Members of the Bitcoin Foundation will brief representatives of federal agencies including the FBI, IRS, Federal Reserve, Office of the Comptroller of the Currency, Federal Deposit Insurance Corp and Secret Service on the nature of the virtual currency, created four years ago.
“It’s a kickoff of engagement,” said Peter Vessenes, chairman of the foundation’s board, who said that the meeting will be “standing-room only,” because of the high interest among government officials. “Right now, law enforcement would read a salacious story, and not know what’s going on. We can help them understand what’s going on.”

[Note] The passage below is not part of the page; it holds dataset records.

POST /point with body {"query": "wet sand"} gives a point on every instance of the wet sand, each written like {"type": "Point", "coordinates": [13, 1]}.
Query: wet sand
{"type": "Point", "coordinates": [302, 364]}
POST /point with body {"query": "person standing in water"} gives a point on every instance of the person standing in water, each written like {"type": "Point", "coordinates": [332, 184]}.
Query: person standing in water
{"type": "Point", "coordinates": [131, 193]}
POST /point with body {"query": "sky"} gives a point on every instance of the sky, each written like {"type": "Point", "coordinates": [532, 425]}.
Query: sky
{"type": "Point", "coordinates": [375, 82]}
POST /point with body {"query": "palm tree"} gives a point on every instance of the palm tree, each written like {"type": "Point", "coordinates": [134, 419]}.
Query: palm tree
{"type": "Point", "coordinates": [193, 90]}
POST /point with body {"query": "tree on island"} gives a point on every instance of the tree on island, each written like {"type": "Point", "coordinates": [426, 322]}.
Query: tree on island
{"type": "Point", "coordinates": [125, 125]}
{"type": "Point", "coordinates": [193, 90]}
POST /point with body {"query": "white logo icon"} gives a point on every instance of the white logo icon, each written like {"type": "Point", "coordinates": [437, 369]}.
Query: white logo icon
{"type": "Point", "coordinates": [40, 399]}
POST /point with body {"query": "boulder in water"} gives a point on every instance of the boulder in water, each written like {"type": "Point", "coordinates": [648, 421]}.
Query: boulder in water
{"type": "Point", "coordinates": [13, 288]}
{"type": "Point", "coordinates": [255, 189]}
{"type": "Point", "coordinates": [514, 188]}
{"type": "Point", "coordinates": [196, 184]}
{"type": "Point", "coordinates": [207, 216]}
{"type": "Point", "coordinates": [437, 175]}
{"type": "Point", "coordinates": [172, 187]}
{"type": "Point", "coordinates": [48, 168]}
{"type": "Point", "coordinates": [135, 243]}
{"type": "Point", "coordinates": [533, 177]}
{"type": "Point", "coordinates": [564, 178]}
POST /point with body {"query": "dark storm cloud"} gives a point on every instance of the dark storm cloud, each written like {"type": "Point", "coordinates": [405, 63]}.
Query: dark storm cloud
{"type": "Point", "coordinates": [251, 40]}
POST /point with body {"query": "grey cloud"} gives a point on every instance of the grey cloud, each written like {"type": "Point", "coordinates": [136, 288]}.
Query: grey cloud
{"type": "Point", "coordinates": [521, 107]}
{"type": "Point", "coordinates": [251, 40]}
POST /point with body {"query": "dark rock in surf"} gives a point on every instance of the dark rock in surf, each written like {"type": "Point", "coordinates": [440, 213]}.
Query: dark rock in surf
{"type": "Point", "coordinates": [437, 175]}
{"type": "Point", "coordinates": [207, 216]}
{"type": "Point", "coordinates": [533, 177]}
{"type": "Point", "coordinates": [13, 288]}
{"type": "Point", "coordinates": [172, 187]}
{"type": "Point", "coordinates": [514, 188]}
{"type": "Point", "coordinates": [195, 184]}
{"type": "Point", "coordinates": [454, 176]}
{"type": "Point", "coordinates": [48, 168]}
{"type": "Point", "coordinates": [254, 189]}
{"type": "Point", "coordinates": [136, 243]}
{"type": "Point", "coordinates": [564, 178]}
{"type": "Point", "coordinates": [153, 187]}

It will be a “routine” meeting, said Stephen Hudak, a spokesman for FinCEN, which released guidance in March saying digital currency administrators and exchangers are considered money-services business subject to regulations and anti money-laundering controls.
Bitcoin Foundation, a Seattle-based group that promotes the currency, seeks to improve standardisation and security for the “non-political online money,” according to its website. Vessenes described today’s meeting as an “educational meet-and-greet.”

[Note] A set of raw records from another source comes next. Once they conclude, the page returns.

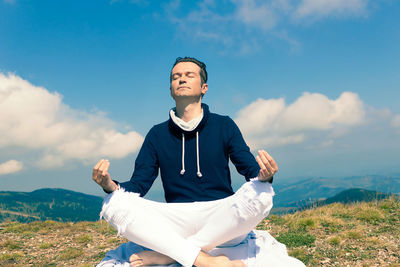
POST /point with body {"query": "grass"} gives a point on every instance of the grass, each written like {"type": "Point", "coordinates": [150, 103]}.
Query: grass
{"type": "Point", "coordinates": [360, 234]}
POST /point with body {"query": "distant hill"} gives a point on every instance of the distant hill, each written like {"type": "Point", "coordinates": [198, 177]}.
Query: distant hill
{"type": "Point", "coordinates": [309, 190]}
{"type": "Point", "coordinates": [353, 195]}
{"type": "Point", "coordinates": [49, 204]}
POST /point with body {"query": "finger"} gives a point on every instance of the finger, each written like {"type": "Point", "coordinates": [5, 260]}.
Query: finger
{"type": "Point", "coordinates": [137, 263]}
{"type": "Point", "coordinates": [96, 168]}
{"type": "Point", "coordinates": [271, 160]}
{"type": "Point", "coordinates": [103, 168]}
{"type": "Point", "coordinates": [265, 161]}
{"type": "Point", "coordinates": [263, 170]}
{"type": "Point", "coordinates": [134, 257]}
{"type": "Point", "coordinates": [107, 165]}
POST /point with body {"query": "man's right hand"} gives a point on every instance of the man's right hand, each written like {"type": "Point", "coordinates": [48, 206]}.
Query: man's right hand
{"type": "Point", "coordinates": [101, 176]}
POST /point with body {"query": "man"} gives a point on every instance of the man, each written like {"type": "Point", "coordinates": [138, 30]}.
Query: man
{"type": "Point", "coordinates": [192, 151]}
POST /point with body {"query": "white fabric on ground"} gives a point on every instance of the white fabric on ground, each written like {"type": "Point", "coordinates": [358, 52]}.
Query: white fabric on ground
{"type": "Point", "coordinates": [259, 249]}
{"type": "Point", "coordinates": [180, 230]}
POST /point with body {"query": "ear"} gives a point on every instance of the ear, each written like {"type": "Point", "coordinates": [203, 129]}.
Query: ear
{"type": "Point", "coordinates": [204, 89]}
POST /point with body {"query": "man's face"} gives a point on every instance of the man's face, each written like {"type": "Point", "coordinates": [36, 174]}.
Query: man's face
{"type": "Point", "coordinates": [186, 81]}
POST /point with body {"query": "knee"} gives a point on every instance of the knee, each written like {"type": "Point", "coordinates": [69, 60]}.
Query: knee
{"type": "Point", "coordinates": [254, 199]}
{"type": "Point", "coordinates": [118, 210]}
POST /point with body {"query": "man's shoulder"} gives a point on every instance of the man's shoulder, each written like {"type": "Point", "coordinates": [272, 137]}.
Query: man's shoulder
{"type": "Point", "coordinates": [158, 128]}
{"type": "Point", "coordinates": [221, 119]}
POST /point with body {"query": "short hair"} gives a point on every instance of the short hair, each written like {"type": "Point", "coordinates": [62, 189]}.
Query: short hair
{"type": "Point", "coordinates": [203, 71]}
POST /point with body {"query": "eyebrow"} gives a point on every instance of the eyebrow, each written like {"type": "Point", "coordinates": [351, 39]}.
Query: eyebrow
{"type": "Point", "coordinates": [180, 73]}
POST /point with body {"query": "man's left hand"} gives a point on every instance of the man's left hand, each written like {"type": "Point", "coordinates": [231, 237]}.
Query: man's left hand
{"type": "Point", "coordinates": [268, 166]}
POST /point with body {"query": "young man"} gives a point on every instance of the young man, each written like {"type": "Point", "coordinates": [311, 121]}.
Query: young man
{"type": "Point", "coordinates": [192, 151]}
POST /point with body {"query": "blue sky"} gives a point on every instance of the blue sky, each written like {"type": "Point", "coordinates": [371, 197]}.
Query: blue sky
{"type": "Point", "coordinates": [314, 82]}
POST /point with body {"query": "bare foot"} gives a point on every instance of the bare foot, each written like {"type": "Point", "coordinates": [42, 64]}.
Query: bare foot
{"type": "Point", "coordinates": [146, 258]}
{"type": "Point", "coordinates": [205, 260]}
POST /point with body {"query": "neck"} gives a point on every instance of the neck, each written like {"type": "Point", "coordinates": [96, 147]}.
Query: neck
{"type": "Point", "coordinates": [188, 111]}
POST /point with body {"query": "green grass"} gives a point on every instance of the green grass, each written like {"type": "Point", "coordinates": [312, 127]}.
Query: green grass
{"type": "Point", "coordinates": [296, 239]}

The OCC will send three staff members to the “informational presentation,” said Bryan Hubbard, a spokesman for the agency, which regulates national banks.

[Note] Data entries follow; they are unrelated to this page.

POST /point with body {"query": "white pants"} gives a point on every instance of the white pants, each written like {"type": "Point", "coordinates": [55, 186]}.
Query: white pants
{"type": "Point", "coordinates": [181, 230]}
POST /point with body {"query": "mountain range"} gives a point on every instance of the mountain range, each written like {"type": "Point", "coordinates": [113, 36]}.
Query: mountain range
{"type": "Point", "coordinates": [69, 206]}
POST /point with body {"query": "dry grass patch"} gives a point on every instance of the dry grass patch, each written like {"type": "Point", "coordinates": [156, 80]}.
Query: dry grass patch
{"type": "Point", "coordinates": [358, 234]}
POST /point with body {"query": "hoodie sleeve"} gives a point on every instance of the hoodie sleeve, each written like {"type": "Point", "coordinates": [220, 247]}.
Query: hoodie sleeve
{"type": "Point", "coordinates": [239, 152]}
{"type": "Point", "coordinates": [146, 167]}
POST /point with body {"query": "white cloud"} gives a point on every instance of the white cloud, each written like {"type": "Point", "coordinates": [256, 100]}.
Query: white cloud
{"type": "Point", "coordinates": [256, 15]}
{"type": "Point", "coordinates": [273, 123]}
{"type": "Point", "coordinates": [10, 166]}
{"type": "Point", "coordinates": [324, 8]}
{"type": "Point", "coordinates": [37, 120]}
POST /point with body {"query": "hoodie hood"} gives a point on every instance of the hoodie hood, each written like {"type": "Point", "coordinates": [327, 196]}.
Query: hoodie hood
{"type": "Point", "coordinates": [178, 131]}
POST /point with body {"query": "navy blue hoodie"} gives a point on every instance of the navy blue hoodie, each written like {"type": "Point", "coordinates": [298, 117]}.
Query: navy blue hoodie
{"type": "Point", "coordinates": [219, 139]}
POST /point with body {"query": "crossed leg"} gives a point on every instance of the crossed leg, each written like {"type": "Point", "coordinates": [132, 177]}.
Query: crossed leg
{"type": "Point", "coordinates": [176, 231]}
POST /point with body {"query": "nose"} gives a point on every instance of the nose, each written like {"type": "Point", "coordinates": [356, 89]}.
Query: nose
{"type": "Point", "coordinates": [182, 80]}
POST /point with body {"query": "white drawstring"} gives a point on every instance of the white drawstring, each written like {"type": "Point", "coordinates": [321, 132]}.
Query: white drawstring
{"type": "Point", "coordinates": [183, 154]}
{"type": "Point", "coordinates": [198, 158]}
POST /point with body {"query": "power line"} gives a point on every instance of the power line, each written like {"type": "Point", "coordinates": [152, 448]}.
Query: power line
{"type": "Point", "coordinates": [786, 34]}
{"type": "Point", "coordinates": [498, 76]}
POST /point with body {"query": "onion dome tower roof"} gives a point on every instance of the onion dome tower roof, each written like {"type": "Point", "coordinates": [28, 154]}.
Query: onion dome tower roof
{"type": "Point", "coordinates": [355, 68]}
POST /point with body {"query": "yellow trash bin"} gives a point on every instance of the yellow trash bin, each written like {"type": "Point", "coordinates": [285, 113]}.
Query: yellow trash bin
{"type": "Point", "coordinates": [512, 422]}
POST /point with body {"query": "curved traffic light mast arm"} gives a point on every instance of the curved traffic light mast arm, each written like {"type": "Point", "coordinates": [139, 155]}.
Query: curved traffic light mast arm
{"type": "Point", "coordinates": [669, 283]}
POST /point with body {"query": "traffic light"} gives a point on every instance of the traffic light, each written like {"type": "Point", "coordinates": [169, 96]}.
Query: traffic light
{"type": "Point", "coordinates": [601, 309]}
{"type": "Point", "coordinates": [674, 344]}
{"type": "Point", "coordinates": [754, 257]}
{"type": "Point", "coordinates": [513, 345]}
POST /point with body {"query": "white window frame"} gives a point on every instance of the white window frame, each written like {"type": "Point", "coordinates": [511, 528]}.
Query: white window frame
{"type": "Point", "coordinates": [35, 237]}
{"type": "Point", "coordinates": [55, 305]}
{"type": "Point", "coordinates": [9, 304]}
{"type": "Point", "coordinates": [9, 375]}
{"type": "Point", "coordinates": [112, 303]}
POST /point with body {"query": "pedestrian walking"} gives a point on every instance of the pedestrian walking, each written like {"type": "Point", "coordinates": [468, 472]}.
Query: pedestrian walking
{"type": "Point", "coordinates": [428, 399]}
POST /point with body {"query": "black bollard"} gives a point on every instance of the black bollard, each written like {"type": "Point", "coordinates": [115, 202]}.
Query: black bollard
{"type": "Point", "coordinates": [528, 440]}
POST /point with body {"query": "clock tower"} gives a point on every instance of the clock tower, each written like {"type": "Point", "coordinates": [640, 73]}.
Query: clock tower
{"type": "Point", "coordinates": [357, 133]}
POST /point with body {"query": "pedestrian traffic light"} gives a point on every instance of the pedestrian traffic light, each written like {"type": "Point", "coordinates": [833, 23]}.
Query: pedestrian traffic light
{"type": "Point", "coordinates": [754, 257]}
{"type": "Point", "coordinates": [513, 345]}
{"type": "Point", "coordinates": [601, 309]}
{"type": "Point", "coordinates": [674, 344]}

New York’s top banking regulator, Benjamin Lawsky, sent subpoenas to 22 digital currency companies, including BitInstant LLC and Dwolla Corp, to determine whether new regulations should be adopted to govern the emerging industry. The Senate’s Homeland Security Committee is also examining possible risks of the virtual currency.
Cameron and Tyler Winklevoss, who gained fame after the brothers’ legal clash with Facebook co-founder and chief executive Mark Zuckerberg over the origin of the social network, filed last month with the Securities and Exchange Commission to create the Winkelvoss Bitcoin Trust — a variation of an exchange-traded fund that would hold Bitcoins.